My Father’s Dragon, 2022.
Directed by Nora Twomey
FEaturing the voice talents of Jacob Tremblay, Gaten Matarazzo, Judy Greer, Ian McShane, Leighton Meester, Alan Cumming, Jackie Earle Hayley, Golshifteh Farahani, Dianne Wiest, Rita Moreno, Chris O’ Dowd, Adam Brody and Whoopi Goldberg.
SYNOPSIS:
Young Elmer Elevator (Jacob Tremblay) escapes the troubles of the real world and finds himself on an adventure where he must rescue a captive Dragon from the clutches of the inhabitants of the mysterious Wild Island.
Cartoon Saloon are responsible for some of the most beautifully transcendent experiences of the past decade. Stories steeped in folklore filtered through their picture-book come-to-life animation, such as The Secret of Kells, Wolfwalkers, and all-timer Song of the Sea, are tales that will be treasured and told until we ourselves are nothing but characters in someone’s recollections. That’s a roundabout way of saying that they’re brilliant.
The latest from the studio is a Netflix collaboration based on the 1948 children’s novel My Father’s Dragon by Ruth Stiles Gannett, which stretches their creativity to all four corners of the screen in an adventure which feels as though it has tapped straight into the imagination of every watching child, but somehow forgot about that unique magic which has been sprinkled throughout their previous efforts.
The story is essentially Where The Wild Things are, with our young hero running away from the hardships faced by his single parent family and ending up on an island inhabited by a menagerie of complex characters. It’s a world that you’re happy to visually feast upon as a roll call of wonderfully rendered creations crawl from this vibrant island.
Elmer’s interactions with these creatures calls to mind Kubo and the Two Strings, a comparison which does it no favours by-the-way, and while we get to spend fleeting moments with Judy Greer’s delightful Soda the Whale, Alan Cumming’s abstract Cornelius the Crocodile, or Ian McShane’s layered performance as an albino Gorilla, it’s the relationship between boy-and-dragon that’s the focus here.
Voiced by Stranger Things‘ Gaten Matarazzo, Boris is the antithesis of Toothless. Like a hyperactive football sock come to life, or a onesie with wings, this dragon is afraid of fire, will make you giggle at his attempt to perform an armpit fart, and cracks a great joke during a scene with a tortoise shell. He’s emblematic of My Father’s Dragon as whole, in that he’s colourful and vibrant, but also unwieldly and a little formulaic.
As a counter, Jacob Tremblay does fine work as our young adventurer, particularly during the emotional beats of the off-island sequences. It’s here where Cartoon Saloon seems to excel, grounding the fantastical with their portrayal of family.
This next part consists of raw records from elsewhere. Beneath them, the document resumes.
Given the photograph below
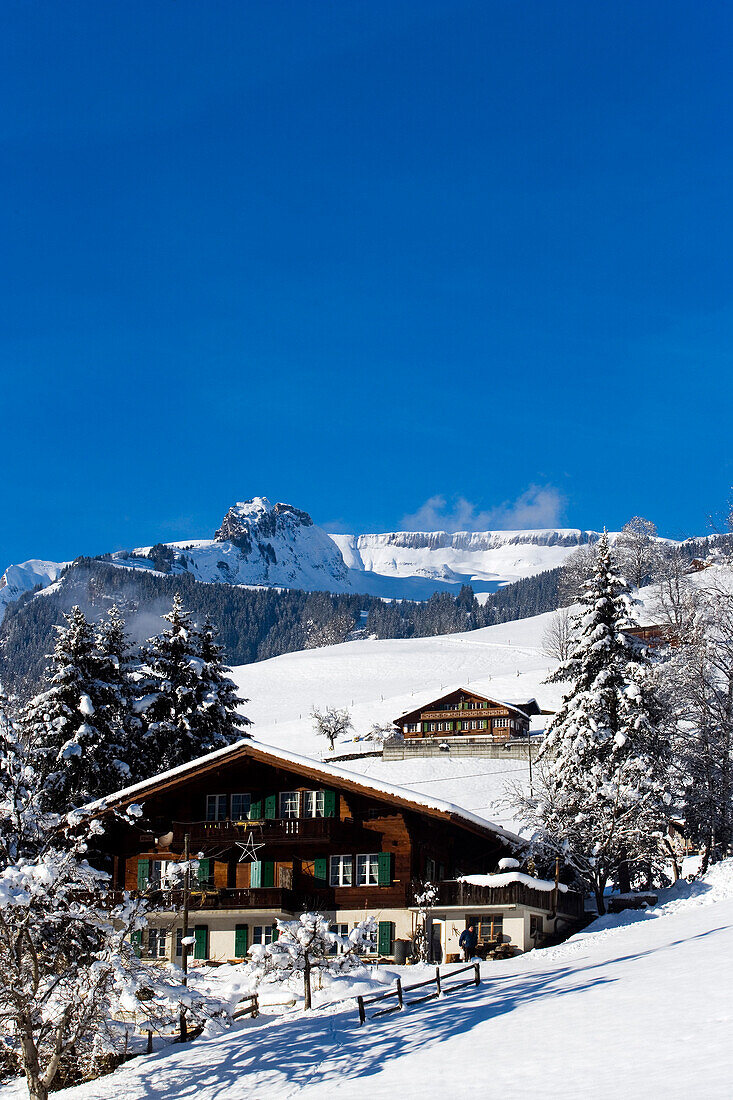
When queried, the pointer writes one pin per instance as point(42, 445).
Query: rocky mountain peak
point(248, 523)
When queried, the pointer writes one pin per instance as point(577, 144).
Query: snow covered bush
point(306, 945)
point(425, 899)
point(379, 734)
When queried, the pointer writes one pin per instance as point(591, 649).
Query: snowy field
point(380, 680)
point(637, 1005)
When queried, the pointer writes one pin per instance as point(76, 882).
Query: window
point(370, 944)
point(156, 943)
point(216, 807)
point(290, 804)
point(160, 872)
point(341, 871)
point(315, 804)
point(263, 934)
point(240, 806)
point(368, 870)
point(340, 930)
point(490, 927)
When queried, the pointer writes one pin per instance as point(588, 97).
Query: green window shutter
point(241, 944)
point(319, 869)
point(385, 937)
point(143, 873)
point(201, 936)
point(384, 869)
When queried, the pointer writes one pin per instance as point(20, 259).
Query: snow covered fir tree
point(67, 968)
point(602, 794)
point(187, 702)
point(79, 722)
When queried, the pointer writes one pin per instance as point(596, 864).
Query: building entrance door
point(437, 941)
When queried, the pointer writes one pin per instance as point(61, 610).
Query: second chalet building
point(465, 713)
point(279, 834)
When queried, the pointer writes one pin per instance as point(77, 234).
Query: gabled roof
point(309, 769)
point(524, 708)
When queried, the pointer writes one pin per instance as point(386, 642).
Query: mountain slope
point(279, 546)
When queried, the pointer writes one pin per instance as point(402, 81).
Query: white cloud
point(538, 506)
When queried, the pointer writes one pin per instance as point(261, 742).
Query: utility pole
point(184, 936)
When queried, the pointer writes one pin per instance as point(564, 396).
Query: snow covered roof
point(524, 707)
point(269, 754)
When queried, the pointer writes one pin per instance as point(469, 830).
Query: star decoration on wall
point(249, 849)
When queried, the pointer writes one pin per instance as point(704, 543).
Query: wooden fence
point(400, 990)
point(251, 1009)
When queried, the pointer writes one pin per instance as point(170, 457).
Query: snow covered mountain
point(279, 546)
point(24, 578)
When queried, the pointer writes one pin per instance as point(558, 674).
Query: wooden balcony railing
point(256, 898)
point(570, 903)
point(455, 712)
point(274, 832)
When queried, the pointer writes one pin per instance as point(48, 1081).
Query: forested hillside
point(253, 624)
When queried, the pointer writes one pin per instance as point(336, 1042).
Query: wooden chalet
point(467, 713)
point(277, 834)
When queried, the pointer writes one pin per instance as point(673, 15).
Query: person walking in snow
point(468, 942)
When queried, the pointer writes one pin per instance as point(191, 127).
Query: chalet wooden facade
point(467, 713)
point(276, 835)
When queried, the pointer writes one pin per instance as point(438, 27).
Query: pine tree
point(117, 677)
point(187, 701)
point(67, 721)
point(217, 694)
point(603, 796)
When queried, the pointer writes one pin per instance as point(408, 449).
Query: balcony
point(277, 831)
point(258, 898)
point(569, 903)
point(455, 712)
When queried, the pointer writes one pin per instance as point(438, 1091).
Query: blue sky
point(463, 262)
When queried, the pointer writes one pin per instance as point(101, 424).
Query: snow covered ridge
point(279, 546)
point(24, 578)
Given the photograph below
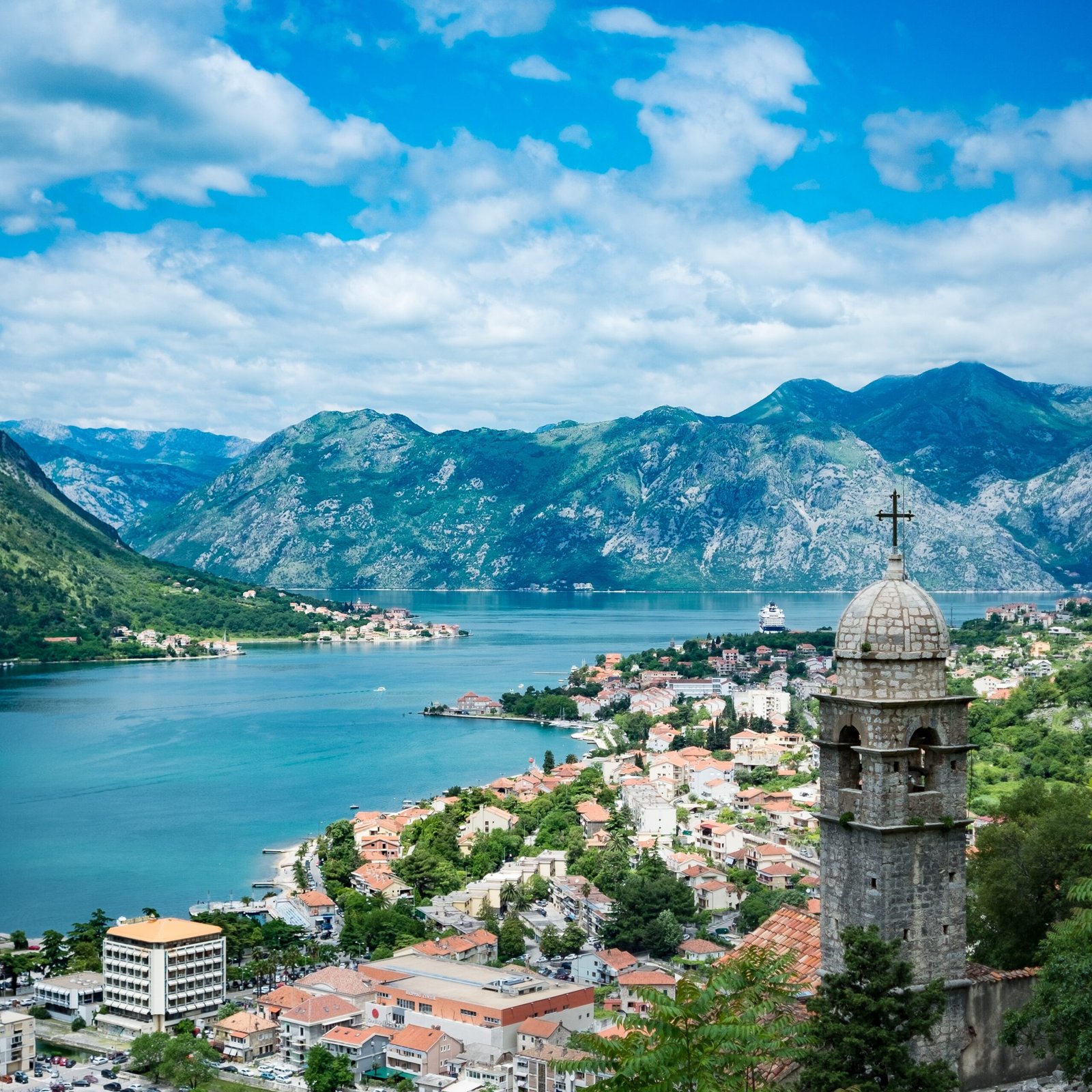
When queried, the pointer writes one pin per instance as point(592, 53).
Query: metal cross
point(895, 516)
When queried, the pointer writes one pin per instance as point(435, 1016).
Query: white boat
point(771, 620)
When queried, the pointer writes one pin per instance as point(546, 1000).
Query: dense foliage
point(1028, 862)
point(63, 573)
point(863, 1020)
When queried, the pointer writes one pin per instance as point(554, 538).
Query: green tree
point(511, 944)
point(664, 935)
point(573, 939)
point(864, 1018)
point(53, 955)
point(186, 1062)
point(549, 943)
point(730, 1033)
point(1057, 1018)
point(326, 1072)
point(1035, 854)
point(145, 1053)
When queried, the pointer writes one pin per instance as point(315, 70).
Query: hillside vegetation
point(65, 573)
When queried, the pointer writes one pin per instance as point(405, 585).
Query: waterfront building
point(246, 1037)
point(69, 996)
point(418, 1051)
point(18, 1046)
point(158, 971)
point(303, 1026)
point(473, 1004)
point(365, 1048)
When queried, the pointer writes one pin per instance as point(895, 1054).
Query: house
point(489, 818)
point(633, 981)
point(303, 1026)
point(272, 1004)
point(376, 878)
point(365, 1048)
point(535, 1069)
point(702, 951)
point(535, 1031)
point(418, 1051)
point(347, 983)
point(478, 704)
point(476, 947)
point(246, 1037)
point(593, 817)
point(602, 968)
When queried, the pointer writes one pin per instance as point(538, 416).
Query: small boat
point(771, 620)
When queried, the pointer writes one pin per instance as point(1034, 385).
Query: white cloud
point(707, 112)
point(538, 68)
point(149, 104)
point(576, 134)
point(498, 19)
point(629, 21)
point(1041, 153)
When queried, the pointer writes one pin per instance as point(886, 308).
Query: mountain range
point(782, 496)
point(67, 575)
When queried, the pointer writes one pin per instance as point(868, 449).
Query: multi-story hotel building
point(158, 971)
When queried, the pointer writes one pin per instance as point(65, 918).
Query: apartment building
point(473, 1004)
point(303, 1026)
point(18, 1046)
point(158, 971)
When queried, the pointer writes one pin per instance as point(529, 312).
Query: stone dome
point(893, 620)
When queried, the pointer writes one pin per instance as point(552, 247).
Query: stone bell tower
point(893, 771)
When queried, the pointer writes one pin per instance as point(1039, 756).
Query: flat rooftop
point(470, 982)
point(161, 931)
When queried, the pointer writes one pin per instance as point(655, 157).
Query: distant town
point(461, 942)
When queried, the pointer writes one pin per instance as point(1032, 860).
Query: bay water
point(158, 784)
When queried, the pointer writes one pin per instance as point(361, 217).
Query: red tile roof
point(789, 930)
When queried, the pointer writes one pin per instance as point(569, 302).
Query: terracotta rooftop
point(354, 1037)
point(538, 1026)
point(647, 979)
point(413, 1037)
point(158, 931)
point(789, 930)
point(320, 1009)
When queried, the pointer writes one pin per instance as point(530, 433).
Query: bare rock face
point(669, 500)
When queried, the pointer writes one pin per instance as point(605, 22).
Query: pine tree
point(864, 1019)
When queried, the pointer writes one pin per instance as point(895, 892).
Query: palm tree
point(733, 1032)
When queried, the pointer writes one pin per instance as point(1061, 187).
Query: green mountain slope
point(119, 474)
point(66, 573)
point(666, 500)
point(957, 429)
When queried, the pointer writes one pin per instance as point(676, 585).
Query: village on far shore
point(697, 808)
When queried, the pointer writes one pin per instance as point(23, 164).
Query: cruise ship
point(771, 620)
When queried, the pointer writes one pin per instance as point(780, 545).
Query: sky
point(233, 216)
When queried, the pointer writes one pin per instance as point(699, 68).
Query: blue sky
point(506, 212)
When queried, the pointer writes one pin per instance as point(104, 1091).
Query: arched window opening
point(921, 769)
point(849, 760)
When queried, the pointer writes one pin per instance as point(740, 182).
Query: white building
point(71, 995)
point(158, 971)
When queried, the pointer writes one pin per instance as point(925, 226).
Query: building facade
point(158, 971)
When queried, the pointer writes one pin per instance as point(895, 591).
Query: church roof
point(895, 618)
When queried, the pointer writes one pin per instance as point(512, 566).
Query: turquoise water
point(128, 786)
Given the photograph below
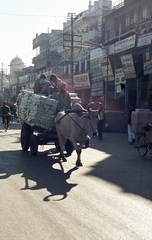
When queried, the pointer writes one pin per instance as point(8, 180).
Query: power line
point(29, 15)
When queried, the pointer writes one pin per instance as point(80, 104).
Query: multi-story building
point(128, 38)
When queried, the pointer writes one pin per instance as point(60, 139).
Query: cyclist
point(6, 113)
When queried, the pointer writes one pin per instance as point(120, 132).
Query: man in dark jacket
point(131, 135)
point(6, 113)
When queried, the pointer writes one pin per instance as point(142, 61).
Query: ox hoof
point(64, 160)
point(79, 164)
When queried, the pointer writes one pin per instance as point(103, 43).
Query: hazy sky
point(20, 20)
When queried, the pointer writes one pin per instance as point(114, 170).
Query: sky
point(20, 20)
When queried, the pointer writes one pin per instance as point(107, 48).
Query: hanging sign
point(128, 66)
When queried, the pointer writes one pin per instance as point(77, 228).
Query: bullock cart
point(36, 114)
point(33, 136)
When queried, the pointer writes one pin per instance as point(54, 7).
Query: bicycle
point(6, 121)
point(144, 141)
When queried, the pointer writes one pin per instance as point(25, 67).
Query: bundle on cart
point(36, 110)
point(139, 119)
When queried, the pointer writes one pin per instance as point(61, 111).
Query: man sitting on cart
point(5, 113)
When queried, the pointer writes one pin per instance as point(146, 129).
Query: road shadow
point(123, 166)
point(39, 172)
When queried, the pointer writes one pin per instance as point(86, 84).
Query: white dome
point(16, 61)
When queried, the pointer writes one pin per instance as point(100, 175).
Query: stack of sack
point(36, 110)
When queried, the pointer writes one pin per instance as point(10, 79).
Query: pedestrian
point(97, 105)
point(131, 135)
point(63, 97)
point(102, 121)
point(42, 85)
point(5, 113)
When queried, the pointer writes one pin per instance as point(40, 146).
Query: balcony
point(91, 35)
point(40, 57)
point(41, 40)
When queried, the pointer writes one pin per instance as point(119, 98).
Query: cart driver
point(5, 113)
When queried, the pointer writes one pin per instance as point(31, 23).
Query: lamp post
point(106, 82)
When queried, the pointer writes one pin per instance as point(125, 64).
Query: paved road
point(109, 198)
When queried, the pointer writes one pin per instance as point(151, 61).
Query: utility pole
point(72, 52)
point(71, 15)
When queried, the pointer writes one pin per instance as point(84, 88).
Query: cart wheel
point(33, 144)
point(141, 145)
point(57, 146)
point(69, 147)
point(26, 132)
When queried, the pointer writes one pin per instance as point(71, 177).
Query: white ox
point(74, 125)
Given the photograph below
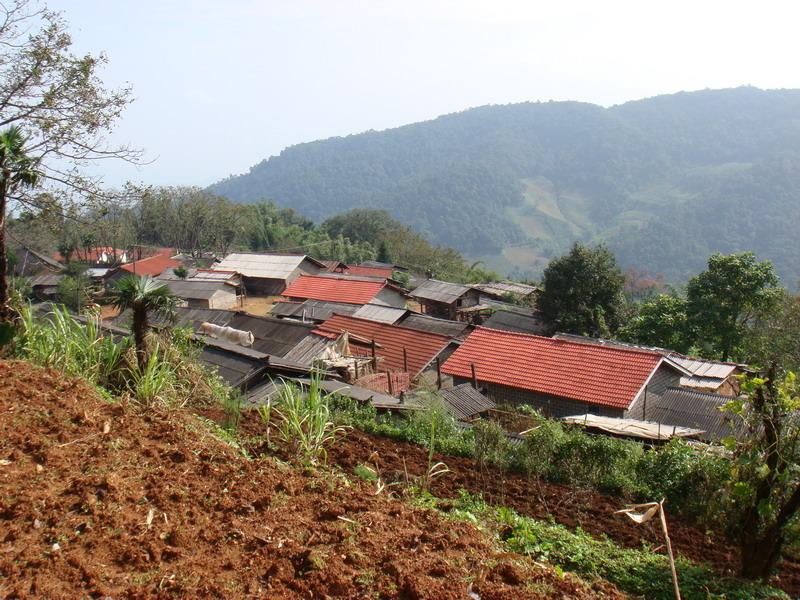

For some the film might take off as Whoopi Goldberg’s cat sends Elmer on his incredible journey, but the mother/son dynamics which play out before that are arguably the strongest scenes in My Father’s Dragon.
The island, with its rising tide climate change allegory, is still a place to behold though. Like one of those story books you had as a kid with the ‘pull here’ tabs to make the sea move, even if the story isn’t up to their usual peerless standards, the world-building and imagination manifest of is sublime.
Judged against most other animated films My Father’s Dragon and its tangerine dreamscape would soar above the competition, but Cartoon Saloon have set themselves a bar, and no amount of wing flapping will get this close to what has come before.